Shortly after a baby’s first wail at birth she or he receives a tiny prick on the heel. A few drops of blood are caught on special filter paper to screen for myriad diseases.
Across the U.S. almost 30 standard tests for medical conditions in infants rely on sampling from those blood spots. Now the Department of Health and Human Services (HHS) is considering adding another disease to its list of recommended newborn screenings. A federal panel this spring recommended that the rare, and often fatal, Pompe disease be added to the mix, causing HHS Secretary Kathleen Sebelius to mull her options.
This inherited enzyme deficiency disorder, named for Dutch physician Johannes C. Pompe who first described it in 1932, is caused by the buildup of glycogen in the body’s cells. If detected early, doctors can start enzyme replacement therapy, a costly regimen of biweekly infusions that add a missing enzyme, acid alpha-glucosidase (GAA), back into the body. The four-to-six-hour infusions must be continued for life. The procedure reduces sugar accumulation, and is designed to help stave off muscle degradation and heart defects. People with this disease have mutations in a particular gene that usually serves as the instruction manual for how to produce GAA. That enzyme normally breaks down glycogen into glucose, a vital energy source for most cells. Without effective breakdown of glycogen the sugar can build up to toxic levels within cells, in turn damaging muscles and other organs and tissues. Pompe disease occurs in one in 28,000 people.
Typically, untreated infants with an early-onset form of the disease die of cardiac failure before age one. The enzyme replacement therapy—available since 2006—saves lives, but children may still end up on ventilators later in life. Long-term outcomes for patients receiving treatment are not well known, but researchers estimate that national screening could avert an estimated 13 deaths and 26 cases of ventilated babies per year.
Screening might force parents and doctors to grapple with uncertainties about when to initiate therapy because the initial test also reveals whether a late-onset form of Pompe disease may develop. Whereas the early-onset form of the disease is rare—only one in 100,000 infants have it—the later-onset form makes up about 72 percent of all cases. And late-onset Pompe disease is a bit of a wild card: its symptoms might not show up until adulthood, but they could manifest as early as age eight—or even before. Enzyme replacement therapy can cost more than $100,000 annually for a small child’s infusions, but delayed therapy might result in irreversible muscle damage. The cost increases as the child gets bigger as the infusion amount depends on size. Barry Byrne, a pediatrician at the University of Florida who helped advise the federal panel that recommended adding Pompe disease to the standard tests for newborns, says physicians still have few definitive answers about Pompe disease treatment because there is little research on it. A positive result for late-onset Pompe disease typically prompts doctors and families to keep a close watch for symptoms of the disease, such as muscle weakness, to know when to start therapy. Adding the test to the national list of recommended newborn screenings is vital, Byrne says, because “one of the purposes of screening is to avoid delayed diagnosis and detect cases that go unrecognized.”

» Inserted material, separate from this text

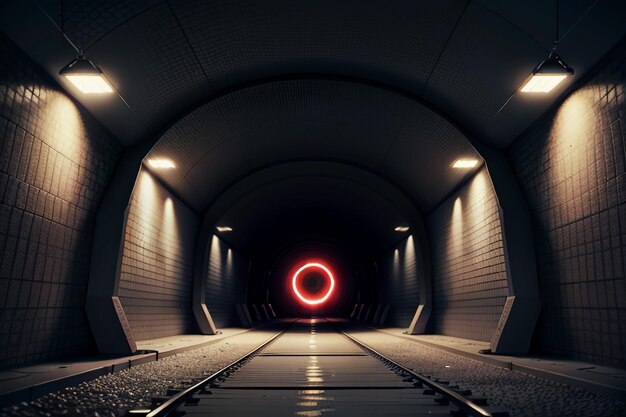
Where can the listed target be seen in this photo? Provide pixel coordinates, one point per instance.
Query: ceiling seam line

In Missouri a statewide pilot-screening program for Pompe disease costs approximately $1 per screening, according to that state’s Department of Health and Senior Services. U.S. HHS has not yet said when it plans to issue a decision on the national recommendations, and declined to comment further for this story. If the disease does make the recommended screenings list, however, it will be up to state governments to decide if and when to begin testing.